Regular readers will know I have lots of bees in my bonnet, and today’s posting is about one that has been buzzing for a long time. I came across this in my newspaper yesterday:
I was born in the motorway era: we both were. He used to say it made him happy to see me writing in the car, in the passanger seat. We drove the motorways – going north on the M1, all the routes through France heading south, west from Nashville to San Diego, then east again across the continent to Monatauk Point before returning to the car: you driving, me writing. Sometimes I’d be aware you’d quickly turned your head sideways, only for a moment shifting your gaze from the road – one flick of your eyes, to watch me making notes. I laughed and said: ‘It’s perfect – you driving, me writing, let’s go on like this forever’, you laughed and agreed.
But we didn’t. There were other things to do, And now it’s impossible. You’re dead. And I’m driving with another person, with someone else. I stare through the windscreen into the distance as the pylons draw their lines of power across the green and brown and yellow fields, the landscape of small hills, hedges and streams you taught me to understand – stare into the distance – as if by looking hard enough I’ll find that place where the two sides of the road merge and unite.
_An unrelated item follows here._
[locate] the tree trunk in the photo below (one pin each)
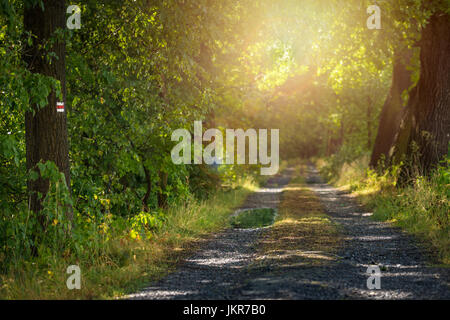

I have no beef with the writing – it’s quite poignant, even moving. But to me it’s just a brief sketch of a relationship, and a loss.
Would you be surprised if I told you it was a poem?
It’s called The Motorway and it’s by Ruth Fainlight.
All I did was rearrange it very slightly into prose paragraphs (WordPress doesn’t allow me to close up the paragraphs – at least I haven’t been able to find a way!) but otherwise that’s exactly as I saw it.
And it exactly reflects my gripe with modern poetry: it’s not poetic. I’m not being critical of Miss Fainlight (and I love her name) but more of the form as it seems to have evolved. It’s just notes in prose that ask to be called a poem because the lines are set out in the way we think poetry should be set out. Other than that I fail to see what makes it poetic. This piece in particular is a great example of what I’ve always believed about much modern poetry – that if you weren’t told it was a poem you probably wouldn’t guess.
My probably radical view is that if this and other pieces like it can be classed as poetry because there are/should be no rules as to what a poem should be like, then really there’s no such thing as poetry.